Ziel dabei ist es, die View "austauschbar" zu machen. d.h. alles muss möglichst "unabhängig sein", hab ich jetz glaub ich auch ncht zu 100%, aber am ende, wenn alles perfekt ist, soll es möglich sein, an die stelle der View einfach irgendeine andere View tun zu können, also "austauschbare" komponenten möglich zu machen.
deswegen sollte z.B. der Controller auch auf keinsten fall irgendwie auf das textfeld oder ähnliches selber zugreifen, sondern die gui sollte methoden bieten, die den inhalt des textfeldes wiedergeben.

selbiges mit den Button, wollte eigentlich über nen Component[] iterieren aber da ging das ganze mit dem actionlistener irgendwie nicht, deswegen einfach jetzt mit jbuttons gemacht

wie das ganze jetzt aber mit datenbanküberwachung aussieht, weiß ich nicht genau.
könntes den controller als "reinen vermittler nehmen".
Habe nicht so ganz verstanden was du erreichen willst, bzw wie genau der ablauf da nun ist, mit button klicks und daraus wird irgendwas neues mit icon etc erstellt ... etwas Code wäre gut 
so wie ichs verstanden habe:

button wird geklickt, controller sendet irgendeine abfrage, kriegt was zurück, gibt das der gui.
was die gui nun damit macht ist ihre sache (also sollte das erstellen klar da rein, denn, gui soll austauschbar sein, und eine andere gui könnte mit den gleichen daten [icon bliblablub] etwas ganz anderes erstellen )

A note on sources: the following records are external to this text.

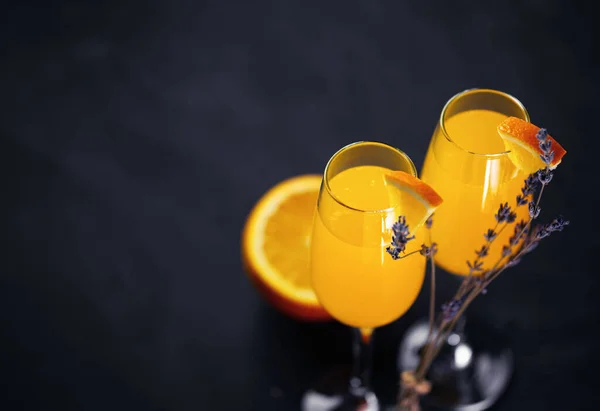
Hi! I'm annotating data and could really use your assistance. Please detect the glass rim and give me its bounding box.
[323,140,418,214]
[439,88,531,158]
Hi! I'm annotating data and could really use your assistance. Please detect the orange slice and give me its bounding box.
[385,171,443,232]
[242,174,331,321]
[498,117,567,174]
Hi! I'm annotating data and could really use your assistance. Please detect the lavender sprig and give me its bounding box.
[385,216,415,260]
[388,125,569,411]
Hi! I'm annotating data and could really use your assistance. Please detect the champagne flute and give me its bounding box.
[303,141,432,411]
[399,89,529,411]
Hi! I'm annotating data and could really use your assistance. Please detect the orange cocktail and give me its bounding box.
[421,89,529,275]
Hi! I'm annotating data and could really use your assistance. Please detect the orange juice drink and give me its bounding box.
[311,165,426,329]
[421,109,528,275]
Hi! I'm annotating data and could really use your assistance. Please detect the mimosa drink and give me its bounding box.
[421,96,528,275]
[311,165,426,329]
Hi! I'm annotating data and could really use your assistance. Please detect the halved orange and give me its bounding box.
[385,171,444,232]
[242,174,331,321]
[498,117,567,173]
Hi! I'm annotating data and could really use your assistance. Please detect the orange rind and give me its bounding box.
[498,117,567,173]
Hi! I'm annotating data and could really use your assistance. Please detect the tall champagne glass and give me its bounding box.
[303,142,438,411]
[400,89,529,411]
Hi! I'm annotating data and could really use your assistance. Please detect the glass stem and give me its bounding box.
[349,328,373,397]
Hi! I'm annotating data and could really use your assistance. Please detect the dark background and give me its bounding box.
[0,0,600,411]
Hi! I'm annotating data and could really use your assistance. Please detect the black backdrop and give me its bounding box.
[0,0,600,411]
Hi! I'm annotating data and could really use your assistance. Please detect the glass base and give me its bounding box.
[398,319,514,411]
[301,366,380,411]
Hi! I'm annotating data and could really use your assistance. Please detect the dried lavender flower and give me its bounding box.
[419,243,437,257]
[483,228,498,242]
[425,214,433,228]
[529,201,542,220]
[385,216,415,260]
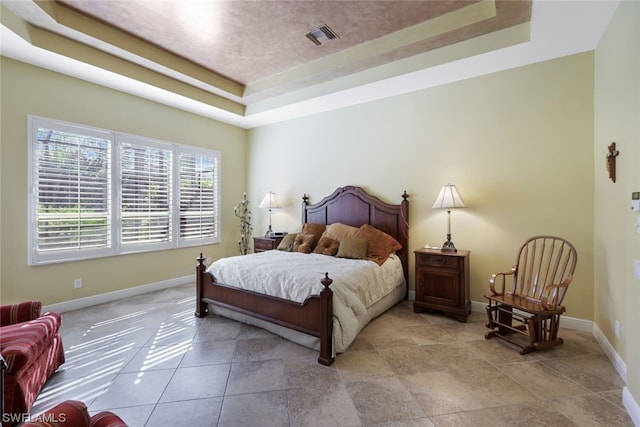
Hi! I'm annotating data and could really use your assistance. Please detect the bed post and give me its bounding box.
[195,252,207,317]
[318,273,335,366]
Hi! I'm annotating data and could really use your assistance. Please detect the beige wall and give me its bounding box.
[248,53,594,320]
[594,1,640,408]
[0,57,246,304]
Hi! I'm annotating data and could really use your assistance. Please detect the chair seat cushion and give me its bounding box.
[0,313,62,374]
[485,293,565,315]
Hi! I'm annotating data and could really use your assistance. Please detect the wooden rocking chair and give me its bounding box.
[485,236,577,354]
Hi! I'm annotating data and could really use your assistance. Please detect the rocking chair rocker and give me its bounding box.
[485,236,577,354]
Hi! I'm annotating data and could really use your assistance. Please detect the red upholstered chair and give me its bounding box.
[0,301,64,422]
[21,400,127,427]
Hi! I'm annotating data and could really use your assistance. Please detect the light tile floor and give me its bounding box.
[32,285,633,427]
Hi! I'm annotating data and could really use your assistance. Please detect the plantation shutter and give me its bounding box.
[31,123,111,259]
[120,142,172,247]
[180,150,219,240]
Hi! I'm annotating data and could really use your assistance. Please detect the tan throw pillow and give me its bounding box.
[355,224,402,265]
[278,233,298,252]
[336,238,369,259]
[293,233,316,254]
[322,222,358,242]
[302,222,327,242]
[313,237,340,256]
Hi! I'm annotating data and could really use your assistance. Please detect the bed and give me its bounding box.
[195,186,409,365]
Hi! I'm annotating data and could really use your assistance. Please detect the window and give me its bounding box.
[29,116,220,265]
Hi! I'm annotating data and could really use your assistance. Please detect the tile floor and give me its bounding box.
[32,285,633,427]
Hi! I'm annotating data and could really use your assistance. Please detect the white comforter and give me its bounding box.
[207,250,404,348]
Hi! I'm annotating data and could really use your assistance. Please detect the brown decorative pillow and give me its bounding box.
[336,238,369,259]
[293,233,316,254]
[322,222,358,242]
[313,237,340,256]
[278,233,298,252]
[302,222,327,246]
[355,224,402,265]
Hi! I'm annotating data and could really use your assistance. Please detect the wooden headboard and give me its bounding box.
[302,185,409,286]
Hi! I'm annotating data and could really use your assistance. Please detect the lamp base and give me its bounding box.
[440,234,458,252]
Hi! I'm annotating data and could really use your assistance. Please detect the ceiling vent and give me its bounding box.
[307,25,340,46]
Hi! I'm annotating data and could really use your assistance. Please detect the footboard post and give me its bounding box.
[195,252,207,317]
[318,273,335,366]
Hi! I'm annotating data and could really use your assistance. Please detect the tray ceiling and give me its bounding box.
[2,0,620,127]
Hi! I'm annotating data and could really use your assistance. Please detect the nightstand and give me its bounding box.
[413,249,471,322]
[253,237,282,253]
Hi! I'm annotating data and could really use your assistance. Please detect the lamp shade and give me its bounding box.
[259,191,280,209]
[432,184,465,209]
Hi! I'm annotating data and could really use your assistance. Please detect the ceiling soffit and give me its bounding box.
[2,0,531,115]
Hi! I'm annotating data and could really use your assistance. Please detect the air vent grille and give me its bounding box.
[307,25,340,46]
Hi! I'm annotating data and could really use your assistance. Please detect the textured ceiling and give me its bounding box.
[0,0,619,128]
[4,0,531,105]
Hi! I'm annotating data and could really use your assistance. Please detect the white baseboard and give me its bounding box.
[592,323,627,384]
[42,275,195,313]
[622,387,640,427]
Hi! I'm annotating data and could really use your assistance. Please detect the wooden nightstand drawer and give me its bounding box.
[417,254,460,269]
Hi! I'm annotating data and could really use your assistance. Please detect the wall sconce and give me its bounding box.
[432,184,465,252]
[259,191,281,237]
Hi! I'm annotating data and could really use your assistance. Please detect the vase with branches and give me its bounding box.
[233,193,253,255]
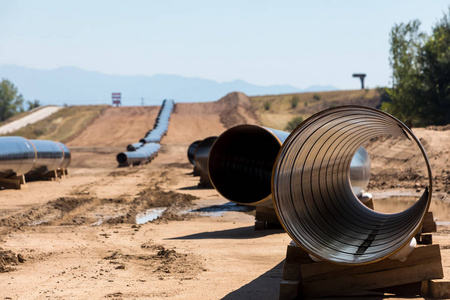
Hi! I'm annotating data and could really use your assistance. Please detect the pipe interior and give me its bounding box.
[209,125,281,204]
[272,106,432,264]
[117,152,128,164]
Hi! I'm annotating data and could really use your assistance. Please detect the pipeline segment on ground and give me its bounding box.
[116,100,175,166]
[0,136,71,178]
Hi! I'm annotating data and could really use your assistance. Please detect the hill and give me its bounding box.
[0,65,336,106]
[250,89,381,130]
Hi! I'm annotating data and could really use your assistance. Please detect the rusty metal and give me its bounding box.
[272,106,433,265]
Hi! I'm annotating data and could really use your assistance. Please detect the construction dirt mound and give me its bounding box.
[0,93,450,299]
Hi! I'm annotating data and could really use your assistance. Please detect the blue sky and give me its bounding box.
[0,0,449,89]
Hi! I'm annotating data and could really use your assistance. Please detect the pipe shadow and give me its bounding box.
[190,202,256,213]
[222,260,410,300]
[178,185,214,191]
[169,226,284,240]
[222,260,284,300]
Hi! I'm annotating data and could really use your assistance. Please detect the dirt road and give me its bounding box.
[0,94,450,299]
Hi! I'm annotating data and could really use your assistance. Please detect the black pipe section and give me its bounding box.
[208,125,289,206]
[127,142,145,151]
[194,136,217,187]
[139,100,175,144]
[208,125,370,207]
[187,140,201,166]
[116,143,161,166]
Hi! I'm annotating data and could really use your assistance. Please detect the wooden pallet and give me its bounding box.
[280,213,450,299]
[280,245,444,299]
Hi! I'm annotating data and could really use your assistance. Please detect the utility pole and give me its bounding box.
[353,73,366,90]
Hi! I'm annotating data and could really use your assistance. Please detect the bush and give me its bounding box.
[291,95,300,108]
[284,117,303,131]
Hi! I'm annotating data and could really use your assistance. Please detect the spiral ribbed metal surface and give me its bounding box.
[272,106,432,264]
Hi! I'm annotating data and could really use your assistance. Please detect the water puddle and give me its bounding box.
[136,208,166,224]
[28,220,49,226]
[189,202,255,217]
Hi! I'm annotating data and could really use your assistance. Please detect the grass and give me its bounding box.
[250,89,381,130]
[3,105,108,142]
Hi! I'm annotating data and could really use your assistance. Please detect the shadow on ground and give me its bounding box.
[222,262,283,300]
[178,185,214,191]
[170,226,284,240]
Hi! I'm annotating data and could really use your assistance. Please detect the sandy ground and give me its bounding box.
[0,106,62,134]
[0,94,450,299]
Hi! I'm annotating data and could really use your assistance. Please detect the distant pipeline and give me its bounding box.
[0,136,71,178]
[116,100,175,167]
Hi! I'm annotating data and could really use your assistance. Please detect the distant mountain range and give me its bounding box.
[0,65,337,105]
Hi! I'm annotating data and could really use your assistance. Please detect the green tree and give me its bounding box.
[381,7,450,127]
[291,95,300,108]
[419,8,450,125]
[0,79,23,121]
[284,117,303,131]
[27,99,41,110]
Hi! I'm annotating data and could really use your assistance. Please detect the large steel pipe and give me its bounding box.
[0,136,36,178]
[28,140,64,174]
[187,140,201,165]
[194,136,217,186]
[57,142,72,169]
[116,143,161,166]
[272,106,432,264]
[208,125,370,206]
[208,125,289,206]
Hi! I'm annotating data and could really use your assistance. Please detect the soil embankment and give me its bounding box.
[0,93,450,299]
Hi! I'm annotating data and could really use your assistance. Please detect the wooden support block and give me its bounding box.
[300,245,444,297]
[363,199,374,209]
[255,220,266,230]
[285,245,314,264]
[422,211,437,233]
[416,233,433,245]
[281,245,314,281]
[255,206,280,224]
[428,279,450,299]
[280,280,300,300]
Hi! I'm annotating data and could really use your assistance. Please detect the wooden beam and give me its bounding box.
[300,245,444,297]
[422,211,437,233]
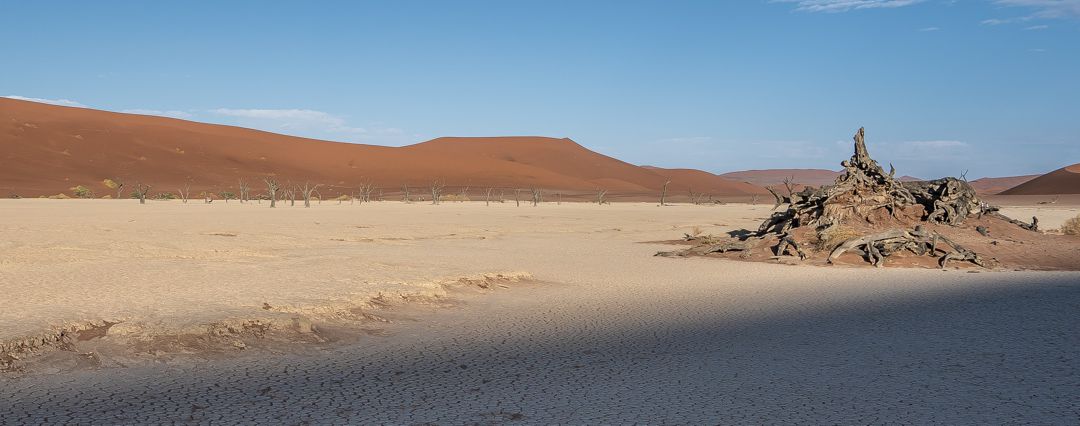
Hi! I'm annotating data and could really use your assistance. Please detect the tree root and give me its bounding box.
[828,226,990,269]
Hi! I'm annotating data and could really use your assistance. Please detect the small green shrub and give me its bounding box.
[70,185,94,198]
[1062,215,1080,236]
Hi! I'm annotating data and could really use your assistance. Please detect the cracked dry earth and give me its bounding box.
[0,200,1080,424]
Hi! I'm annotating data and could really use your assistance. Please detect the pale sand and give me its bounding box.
[0,200,1080,424]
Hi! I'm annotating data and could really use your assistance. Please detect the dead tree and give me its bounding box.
[103,178,124,200]
[656,125,1037,267]
[132,182,150,204]
[283,182,297,207]
[176,184,191,204]
[356,182,375,204]
[262,176,281,209]
[532,188,543,207]
[239,178,252,202]
[660,181,672,205]
[297,182,323,209]
[687,188,711,205]
[431,179,446,204]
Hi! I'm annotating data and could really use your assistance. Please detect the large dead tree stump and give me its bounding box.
[658,129,1038,267]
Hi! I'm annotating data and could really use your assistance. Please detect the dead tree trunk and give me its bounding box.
[431,181,446,204]
[240,178,252,202]
[660,181,672,205]
[262,177,281,209]
[297,182,323,209]
[176,185,191,204]
[132,182,150,204]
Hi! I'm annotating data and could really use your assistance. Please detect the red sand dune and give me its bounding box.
[719,169,921,187]
[0,98,767,197]
[968,174,1039,196]
[1001,163,1080,196]
[720,169,840,186]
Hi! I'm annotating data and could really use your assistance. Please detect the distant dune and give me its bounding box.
[1001,163,1080,196]
[719,169,921,186]
[0,98,767,197]
[969,174,1039,195]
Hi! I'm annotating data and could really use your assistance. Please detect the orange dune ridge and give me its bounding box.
[0,98,768,200]
[1001,163,1080,196]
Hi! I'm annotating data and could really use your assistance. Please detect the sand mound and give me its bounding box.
[969,174,1039,195]
[1001,164,1080,196]
[0,98,761,198]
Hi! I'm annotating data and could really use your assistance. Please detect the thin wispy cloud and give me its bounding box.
[994,0,1080,18]
[773,0,926,13]
[4,95,86,108]
[206,108,412,145]
[120,108,194,120]
[981,0,1080,25]
[208,108,368,135]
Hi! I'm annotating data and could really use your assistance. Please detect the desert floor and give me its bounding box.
[0,200,1080,424]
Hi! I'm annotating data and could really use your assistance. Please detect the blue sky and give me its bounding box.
[0,0,1080,178]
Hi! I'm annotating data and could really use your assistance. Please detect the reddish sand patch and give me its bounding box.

Edit2:: Kritik von anderen dazu ist auch erwünscht


----------



## Steusi (6. August 2012)

Vielen Dank für das Beispiel, wenn man es so ließt wirkt es sehr schön. Aber für die Umsetzung muss ich mich noch einmal tiefer einarbeiten.

Ich habe bei mir ein Problem. Ich erstelle X Buttons (die Anzahl bestimmt die Datenbank, ist mir vorher also nicht bekannt), diese heißen bei mir DSButton, was JButtons sind mit ein paar zusätzlichen Attributen.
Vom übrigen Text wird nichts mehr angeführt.